What Adrian Peterson did on Sunday really is absurd

FEDEX FIELD -- Coming into Sunday's game, the Redskins listed Adrian Peterson as questionable for the game against the Panthers. 

And why wouldn't they?

The future Hall of Famer separated his shoulder last week in a loss to the Saints. In that same game, he got blasted in the knee on a play that many thought would cost Peterson the season. And before the Redskins bye, in a 120-yard effort in a win over the Packers, Peterson took a helmet directly off his ankle. 

Calling AP banged up for the Panthers game is unfair to banged up players. 

Peterson was hurt, from top to bottom. 

Yet, despite the injuries, he still went out and rushed for 97 yards on 17 carries, good for a 5.7 yards-per-carry average. 

"I had already made up in my mind Friday, 'Hey, I'm going to give it a go,' and I know it's going to be painful but it's mind over matter and keep pressing," Peterson said following the 23-17 Redskins win. 

"So that's what I ended up doing."

In a remarkable endeavor, Peterson was the most consistent player on the offense. Alex Smith played fine but not necessarily good.

The Redskins offense needs more from Smith, but couldn't even ask for anything else from Peterson. 

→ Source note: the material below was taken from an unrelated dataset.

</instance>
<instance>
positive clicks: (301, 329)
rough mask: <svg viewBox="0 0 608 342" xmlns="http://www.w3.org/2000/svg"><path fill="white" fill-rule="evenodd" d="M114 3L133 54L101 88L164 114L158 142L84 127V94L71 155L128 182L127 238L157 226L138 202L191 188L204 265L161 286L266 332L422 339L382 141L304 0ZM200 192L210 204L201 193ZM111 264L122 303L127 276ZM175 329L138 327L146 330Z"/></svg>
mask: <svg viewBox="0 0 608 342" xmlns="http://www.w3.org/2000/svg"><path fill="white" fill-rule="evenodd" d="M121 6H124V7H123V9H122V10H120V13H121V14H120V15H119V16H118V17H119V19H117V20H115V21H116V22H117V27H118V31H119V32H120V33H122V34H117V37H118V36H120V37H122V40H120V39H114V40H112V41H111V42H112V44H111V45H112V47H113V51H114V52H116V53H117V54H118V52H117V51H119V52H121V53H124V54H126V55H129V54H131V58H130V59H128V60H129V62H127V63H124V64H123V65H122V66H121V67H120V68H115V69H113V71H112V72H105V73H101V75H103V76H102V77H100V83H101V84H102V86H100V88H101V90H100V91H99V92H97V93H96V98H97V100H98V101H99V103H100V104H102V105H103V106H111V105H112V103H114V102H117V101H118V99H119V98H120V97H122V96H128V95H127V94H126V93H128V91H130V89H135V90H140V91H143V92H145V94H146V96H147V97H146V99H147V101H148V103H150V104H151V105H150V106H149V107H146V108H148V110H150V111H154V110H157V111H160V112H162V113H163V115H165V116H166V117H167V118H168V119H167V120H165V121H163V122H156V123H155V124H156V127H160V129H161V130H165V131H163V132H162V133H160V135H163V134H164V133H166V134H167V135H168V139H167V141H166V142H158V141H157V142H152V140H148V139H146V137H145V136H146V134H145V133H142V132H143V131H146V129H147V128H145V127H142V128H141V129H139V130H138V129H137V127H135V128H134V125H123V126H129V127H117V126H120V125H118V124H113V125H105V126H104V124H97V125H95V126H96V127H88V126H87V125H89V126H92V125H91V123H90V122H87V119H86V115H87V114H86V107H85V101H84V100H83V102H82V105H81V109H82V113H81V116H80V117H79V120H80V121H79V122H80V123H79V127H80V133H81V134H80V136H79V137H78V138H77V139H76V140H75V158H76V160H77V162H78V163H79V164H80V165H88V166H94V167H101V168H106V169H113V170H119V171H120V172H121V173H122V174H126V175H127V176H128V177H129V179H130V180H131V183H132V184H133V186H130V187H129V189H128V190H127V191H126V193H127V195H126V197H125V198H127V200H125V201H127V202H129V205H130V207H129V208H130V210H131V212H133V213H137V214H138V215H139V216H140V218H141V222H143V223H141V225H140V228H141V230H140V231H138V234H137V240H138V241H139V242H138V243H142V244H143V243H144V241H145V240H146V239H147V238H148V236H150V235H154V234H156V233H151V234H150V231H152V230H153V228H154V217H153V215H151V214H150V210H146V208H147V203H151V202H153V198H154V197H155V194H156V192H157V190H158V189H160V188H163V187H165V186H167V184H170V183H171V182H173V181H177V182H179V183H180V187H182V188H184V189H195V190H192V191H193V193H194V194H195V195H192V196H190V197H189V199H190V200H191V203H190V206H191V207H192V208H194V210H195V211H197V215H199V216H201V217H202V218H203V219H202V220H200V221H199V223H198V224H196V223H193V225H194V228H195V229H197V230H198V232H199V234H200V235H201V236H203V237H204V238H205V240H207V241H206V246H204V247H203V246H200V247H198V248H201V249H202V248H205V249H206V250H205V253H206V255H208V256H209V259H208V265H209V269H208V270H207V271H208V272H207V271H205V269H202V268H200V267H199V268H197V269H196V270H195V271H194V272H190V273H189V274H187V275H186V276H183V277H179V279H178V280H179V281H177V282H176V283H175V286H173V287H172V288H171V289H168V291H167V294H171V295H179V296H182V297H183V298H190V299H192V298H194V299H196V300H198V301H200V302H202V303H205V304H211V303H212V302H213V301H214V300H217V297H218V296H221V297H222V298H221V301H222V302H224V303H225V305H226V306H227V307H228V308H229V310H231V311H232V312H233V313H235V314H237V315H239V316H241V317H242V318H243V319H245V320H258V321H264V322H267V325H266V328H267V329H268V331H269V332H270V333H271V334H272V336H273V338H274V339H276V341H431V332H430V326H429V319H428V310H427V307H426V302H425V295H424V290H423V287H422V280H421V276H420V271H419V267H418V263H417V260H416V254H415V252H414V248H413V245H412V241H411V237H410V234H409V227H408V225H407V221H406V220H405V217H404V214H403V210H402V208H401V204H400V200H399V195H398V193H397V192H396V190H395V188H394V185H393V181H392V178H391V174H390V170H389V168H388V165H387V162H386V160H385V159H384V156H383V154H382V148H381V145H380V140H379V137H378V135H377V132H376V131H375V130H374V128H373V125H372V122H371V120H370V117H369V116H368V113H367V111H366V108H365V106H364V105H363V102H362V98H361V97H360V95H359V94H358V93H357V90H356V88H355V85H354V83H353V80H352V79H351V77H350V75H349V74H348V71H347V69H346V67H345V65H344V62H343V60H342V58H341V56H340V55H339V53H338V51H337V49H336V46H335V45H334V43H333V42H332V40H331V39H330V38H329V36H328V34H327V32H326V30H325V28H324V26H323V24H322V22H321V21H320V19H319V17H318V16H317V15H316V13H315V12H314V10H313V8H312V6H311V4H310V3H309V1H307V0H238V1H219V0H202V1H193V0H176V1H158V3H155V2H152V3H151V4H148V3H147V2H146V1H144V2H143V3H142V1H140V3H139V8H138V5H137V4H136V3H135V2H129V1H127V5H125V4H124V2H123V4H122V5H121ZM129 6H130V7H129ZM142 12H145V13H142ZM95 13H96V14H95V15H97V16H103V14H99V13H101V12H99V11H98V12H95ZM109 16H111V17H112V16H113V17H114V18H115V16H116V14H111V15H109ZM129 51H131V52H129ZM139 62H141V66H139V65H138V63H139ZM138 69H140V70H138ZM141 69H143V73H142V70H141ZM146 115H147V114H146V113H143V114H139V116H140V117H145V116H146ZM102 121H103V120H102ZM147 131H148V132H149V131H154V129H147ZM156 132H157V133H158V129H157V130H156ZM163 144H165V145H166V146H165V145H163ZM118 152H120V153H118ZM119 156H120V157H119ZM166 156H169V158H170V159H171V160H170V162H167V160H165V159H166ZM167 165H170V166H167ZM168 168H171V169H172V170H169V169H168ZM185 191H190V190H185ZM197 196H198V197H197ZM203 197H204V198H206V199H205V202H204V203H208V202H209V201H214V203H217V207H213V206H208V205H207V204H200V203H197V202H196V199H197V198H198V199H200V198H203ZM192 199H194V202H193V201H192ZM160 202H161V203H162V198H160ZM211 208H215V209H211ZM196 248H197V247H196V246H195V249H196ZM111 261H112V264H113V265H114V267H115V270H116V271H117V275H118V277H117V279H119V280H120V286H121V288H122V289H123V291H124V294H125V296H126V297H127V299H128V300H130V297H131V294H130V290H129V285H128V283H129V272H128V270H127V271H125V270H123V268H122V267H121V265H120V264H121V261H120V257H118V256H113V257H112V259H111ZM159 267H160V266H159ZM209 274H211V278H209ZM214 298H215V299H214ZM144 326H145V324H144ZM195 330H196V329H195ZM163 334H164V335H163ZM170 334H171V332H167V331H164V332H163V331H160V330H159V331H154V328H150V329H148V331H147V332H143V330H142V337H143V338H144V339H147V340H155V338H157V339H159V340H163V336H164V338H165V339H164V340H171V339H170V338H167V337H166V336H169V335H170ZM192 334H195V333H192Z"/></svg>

"I can't say enough about what he did today, playing through the pain of the shoulder and the knee," Redskins head coach Jay Gruden said of Peterson. "What a pro. What a pro he is."

In the second half, when the Redskins pass game really fell apart, Washington leaned on Peterson even more. It wasn't pretty, but the team got enough to eat up possession and pad the lead with field goals. 

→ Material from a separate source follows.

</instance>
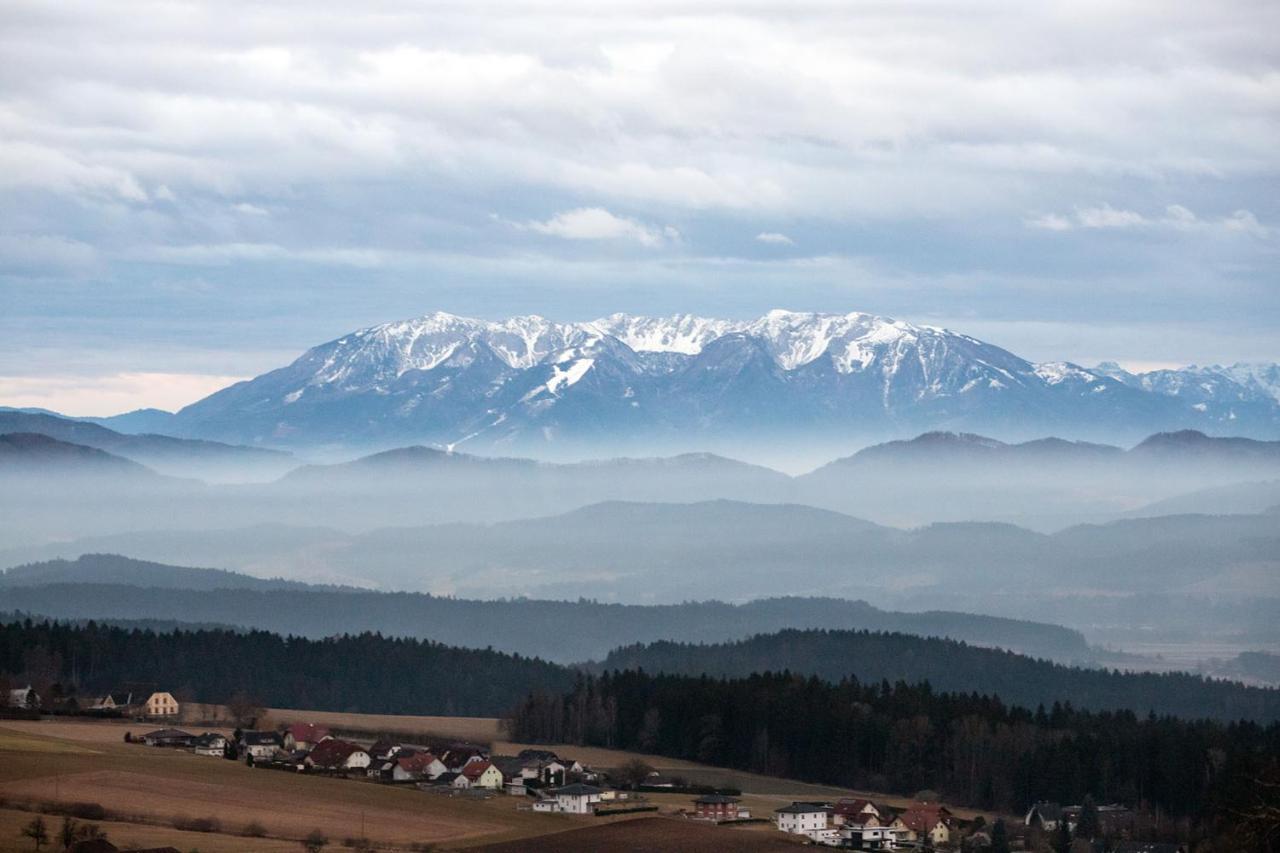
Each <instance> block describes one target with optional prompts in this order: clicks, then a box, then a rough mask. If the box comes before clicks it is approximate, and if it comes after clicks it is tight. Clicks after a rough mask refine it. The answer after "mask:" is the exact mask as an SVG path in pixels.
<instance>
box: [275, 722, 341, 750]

"Adrian Peterson ran hard," Carolina coach Ron Rivera said. "I think he created the opportunity for them down the stretch to control the clock a little bit."

Rivera is right. 

Without Peterson, the Redskins probably don't win on Sunday. 

And it's even more remarkable that none of this was supposed to happen. The Redskins seemed reluctant to even give Peterson a tryout after rookie Derrius Guice went down in the preseason. Guice was the plan, and Peterson wasn't even really the backup.

Back then, Gruden explained that Peterson was simply too impressive in his August workout for the team to do anything but sign him to the active roster. 

Now, five games into the season, averaging well more than 4 yards-per-carry and on pace to lead the Redskins in rush yards, it's hard to imagine what Washington's offense would look like without Peterson. 

Sure, he's 33-years-old, but he's also the Redskins most consistent offensive threat. 

Asked what surprised him during his team's loss, Rivera inadvertently summed up the Peterson experience.

"I don't think there was anything surprising. They're a good football team. They run the ball extremely well with Adrian."

Rivera is right.

The Redskins run the ball extremely well with Peterson.

Even with the separated shoulder, the busted knee, the bruised ankle. On Sunday, the Redskins ran the ball extremely well with Peterson.

And that says a lot about Adrian Peterson.